Burning Hearts: "Into the Wilderness"


By George Bass | 17 July 2011

It’s not the most artistic of Rocky montages, but in Rocky vs Communism when Sly’s plane lands in Russia, and power rockers Survivor chock out “Burning Heart: The Showdown Song,” you just know the director can handle subtlety. After all, if you’ve got a scene in your film treatment that reads “men in ushankas study foreign imperialist in leather flying jacket,” it’s only fair you meet it with the necessary cheese, and lyrics that incorporate rising spires, warrior’s code, and rival nations.

Burning Hearts: The Finnish Indie Quartet couldn’t come from a more contrasting background, despite the fact they also boast an ’80s vibe and a mother country wrapped in permafrost. Backpeddling against the global stereotype that all Fins experiment with death metal, the Hearts’ sweet and melancholy pop songs have built them an impassioned following—one which has already breached Scandinavia and cropped up on blogs as far Auckland. If things go this way they’ll have to hire a promo agency, shoot their own antidote to Rocky IV. Maybe one based on French existentialism where Chubbs from Happy Gilmore gets debated to death by He-Man.

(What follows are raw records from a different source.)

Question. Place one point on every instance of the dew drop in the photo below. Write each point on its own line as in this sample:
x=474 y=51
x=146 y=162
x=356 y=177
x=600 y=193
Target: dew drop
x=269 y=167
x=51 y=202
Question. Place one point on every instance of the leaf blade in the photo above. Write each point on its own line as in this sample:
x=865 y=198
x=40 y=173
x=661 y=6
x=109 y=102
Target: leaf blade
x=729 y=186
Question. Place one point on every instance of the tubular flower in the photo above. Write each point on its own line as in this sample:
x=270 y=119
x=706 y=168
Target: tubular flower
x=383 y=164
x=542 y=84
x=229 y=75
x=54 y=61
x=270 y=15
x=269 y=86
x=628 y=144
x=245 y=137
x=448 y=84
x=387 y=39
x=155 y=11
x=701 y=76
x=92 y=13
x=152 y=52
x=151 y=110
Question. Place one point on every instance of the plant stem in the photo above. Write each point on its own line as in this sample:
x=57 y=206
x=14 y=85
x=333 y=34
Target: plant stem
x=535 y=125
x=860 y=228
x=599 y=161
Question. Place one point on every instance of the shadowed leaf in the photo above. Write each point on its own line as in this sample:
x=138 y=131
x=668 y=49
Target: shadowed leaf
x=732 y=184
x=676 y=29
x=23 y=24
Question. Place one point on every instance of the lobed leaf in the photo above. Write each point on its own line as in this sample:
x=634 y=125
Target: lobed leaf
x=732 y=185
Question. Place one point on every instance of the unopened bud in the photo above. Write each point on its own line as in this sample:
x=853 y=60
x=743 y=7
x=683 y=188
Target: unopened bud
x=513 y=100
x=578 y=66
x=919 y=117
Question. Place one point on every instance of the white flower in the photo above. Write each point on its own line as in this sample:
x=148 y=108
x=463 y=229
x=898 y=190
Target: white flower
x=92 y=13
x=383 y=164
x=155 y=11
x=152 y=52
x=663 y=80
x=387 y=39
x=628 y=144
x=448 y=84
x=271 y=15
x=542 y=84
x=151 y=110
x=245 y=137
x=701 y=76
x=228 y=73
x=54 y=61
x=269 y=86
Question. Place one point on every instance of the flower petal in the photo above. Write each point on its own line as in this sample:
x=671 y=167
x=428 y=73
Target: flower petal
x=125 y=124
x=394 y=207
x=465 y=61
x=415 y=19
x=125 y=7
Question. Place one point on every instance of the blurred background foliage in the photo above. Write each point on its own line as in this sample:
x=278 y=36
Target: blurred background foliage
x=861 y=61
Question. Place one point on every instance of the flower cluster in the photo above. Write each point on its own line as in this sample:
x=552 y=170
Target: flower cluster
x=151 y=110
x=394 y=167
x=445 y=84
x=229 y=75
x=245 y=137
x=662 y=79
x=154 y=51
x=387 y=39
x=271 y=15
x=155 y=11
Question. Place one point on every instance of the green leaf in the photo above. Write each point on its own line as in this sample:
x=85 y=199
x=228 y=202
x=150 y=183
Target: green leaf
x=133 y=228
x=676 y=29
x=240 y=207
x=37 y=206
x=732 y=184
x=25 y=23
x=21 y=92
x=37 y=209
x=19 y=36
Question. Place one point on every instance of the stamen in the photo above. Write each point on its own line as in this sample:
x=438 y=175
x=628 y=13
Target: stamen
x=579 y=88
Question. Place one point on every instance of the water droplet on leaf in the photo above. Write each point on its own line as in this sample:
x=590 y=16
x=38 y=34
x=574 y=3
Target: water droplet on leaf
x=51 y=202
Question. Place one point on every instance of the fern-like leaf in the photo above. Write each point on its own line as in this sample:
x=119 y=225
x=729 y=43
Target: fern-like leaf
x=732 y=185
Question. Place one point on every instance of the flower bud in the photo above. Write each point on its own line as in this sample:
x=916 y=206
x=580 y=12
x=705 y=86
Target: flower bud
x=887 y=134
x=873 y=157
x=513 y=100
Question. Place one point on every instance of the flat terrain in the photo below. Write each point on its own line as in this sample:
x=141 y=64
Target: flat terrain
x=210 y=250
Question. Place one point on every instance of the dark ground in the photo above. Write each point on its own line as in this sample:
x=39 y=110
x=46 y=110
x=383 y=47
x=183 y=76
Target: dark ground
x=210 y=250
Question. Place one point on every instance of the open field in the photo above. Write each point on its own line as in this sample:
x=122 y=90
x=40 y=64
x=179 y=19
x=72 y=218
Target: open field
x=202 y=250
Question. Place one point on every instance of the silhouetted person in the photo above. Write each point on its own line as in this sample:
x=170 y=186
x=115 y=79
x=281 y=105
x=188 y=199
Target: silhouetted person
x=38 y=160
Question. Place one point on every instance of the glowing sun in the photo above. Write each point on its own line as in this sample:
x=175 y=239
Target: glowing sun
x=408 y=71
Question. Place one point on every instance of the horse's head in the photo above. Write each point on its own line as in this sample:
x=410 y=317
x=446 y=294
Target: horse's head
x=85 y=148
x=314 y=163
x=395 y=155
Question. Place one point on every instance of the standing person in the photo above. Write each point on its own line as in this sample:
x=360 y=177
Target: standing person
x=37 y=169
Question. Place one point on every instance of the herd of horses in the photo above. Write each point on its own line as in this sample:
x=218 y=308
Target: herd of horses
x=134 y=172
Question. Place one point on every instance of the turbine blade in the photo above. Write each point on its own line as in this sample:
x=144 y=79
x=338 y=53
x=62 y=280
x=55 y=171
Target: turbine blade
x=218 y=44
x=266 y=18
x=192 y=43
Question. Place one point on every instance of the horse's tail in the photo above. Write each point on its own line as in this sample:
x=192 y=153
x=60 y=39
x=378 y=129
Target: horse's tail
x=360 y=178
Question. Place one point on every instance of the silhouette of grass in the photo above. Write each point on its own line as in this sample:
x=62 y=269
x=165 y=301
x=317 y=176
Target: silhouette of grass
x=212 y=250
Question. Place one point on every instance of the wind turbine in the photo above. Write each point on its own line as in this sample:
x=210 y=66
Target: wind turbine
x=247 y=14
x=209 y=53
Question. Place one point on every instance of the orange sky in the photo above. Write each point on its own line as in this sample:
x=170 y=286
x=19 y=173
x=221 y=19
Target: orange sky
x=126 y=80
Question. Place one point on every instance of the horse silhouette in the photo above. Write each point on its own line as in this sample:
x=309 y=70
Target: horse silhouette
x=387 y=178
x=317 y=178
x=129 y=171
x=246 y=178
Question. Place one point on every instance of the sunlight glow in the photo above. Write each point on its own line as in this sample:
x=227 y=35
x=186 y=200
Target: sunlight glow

At the moment that’s not going to happen, so instead they’re focusing on debut EP Into the Wilderness, currently being tweeted by teen recluses everywhere. This is the title track, and it’s arranged around a layer of wedding ceremony synths, and Jessika Rapo’s excellent Debbie Harry impression. She’s backed by two guitars—one flamenco, one bass—to create a song about walking away from it all, and what to do after you’ve stopped feeling homesick. The band must’ve read up on Alexander Selkirk, the 17th Century Scot who stayed sane on a desert island by teaching cats to dance (true story), because “Into the Wilderness” is exactly the alternative to drinking water you’d want in the wild. “Into the wilderness / Away from the loneliness,” coos Rapo, confirming you’ll feel more accepted amongst tundra than you will in a small crowd of strangers. She holds together some brilliant sighing harmonies, but then goes on to describe walking with foxes, not realising her own goof: doesn’t she realise fox dung will attract every labrador walker for miles?